1. Pourquoi parler d'un "troisième round" ?
Parce que cette semaine de violence entre Israël et le
territoire de Gaza, dirigé par le Hamas, est effectivement le troisième round
d'un vrai combat ayant commencé il y a plus de dix ans ... plus précisément, au
moment de la seconde Intifada, lorsqu'une offensive terroriste de grande ampleur
fit des centaines de tués en Israël même : ce fut l'opération "Rempart
défensif" à partir du printemps 2002, qui brisa militairement les différentes
factions palestiniennes ; et ce, essentiellement en Cisjordanie - puisque
"Gaza city" ne fut jamais réinvestie, même avant l'évacuation de ce
territoire à l'été 2005. D'une certaine manière, ce fut l'assassinat du
fondateur du mouvement islamiste, Cheikh Ahmed Yassine le 22 mars 2004 - la
direction du Hamas déclara alors qu'Ariel Sharon avait « ouvert les portes
de l'enfer », déclaration creuse et sans impact sur la suite - qui mit un
terme au premier round ; round gagné sur le plan sécuritaire interne par la fin
des attentats suicides, et perdu sur le plan politique puisque le Hamas
s'installa aux commandes du Territoire à partir de 2006 (élections) et surtout
de 2007 (élimination violente de l'Autorité Palestinienne à Gaza).
Le deuxième round fut l'Opération "Plomb durci"
entre fin 2008 et le 18 janvier 2009 , qui ressembla étrangement à l'épisode
que nous venons de vivre - opération militaire de Tsahal pour mettre un terme
aux bombardements des islamistes - et s'acheva, à nouveau par une sorte de
match nul : le Hamas resta au pouvoir (l'offensive terrestre ne fut cependant pas
menée jusqu'au bout avec cet objectif), mais Israël obtint quelques années de
calme relatif pour le Sud du pays.

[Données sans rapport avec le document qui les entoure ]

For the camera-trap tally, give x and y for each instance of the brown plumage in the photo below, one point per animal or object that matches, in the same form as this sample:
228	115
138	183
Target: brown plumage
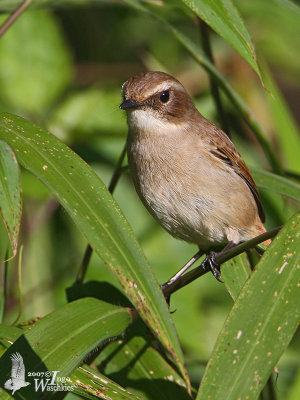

Mais cela, aussi, avec un "coût
politique" très lourd, les Islamistes - soutenus par un réseau efficace de
lobbyistes dans les médias et les ONG -, ayant su tirer un parti politique
maximum des pertes civiles, aussi involontaires que malheureusement importantes
dans la population de Gaza. Coût politique, aussi, parce que cette guerre mit
un terme aux négociations menées par le tandem Olmert - Livni avec l'Autorité
Palestinienne, et au final contribua a faire revenir la Droite au pouvoir aux
élections suivantes.
2. Que penser de la "théorie du calcul électoral"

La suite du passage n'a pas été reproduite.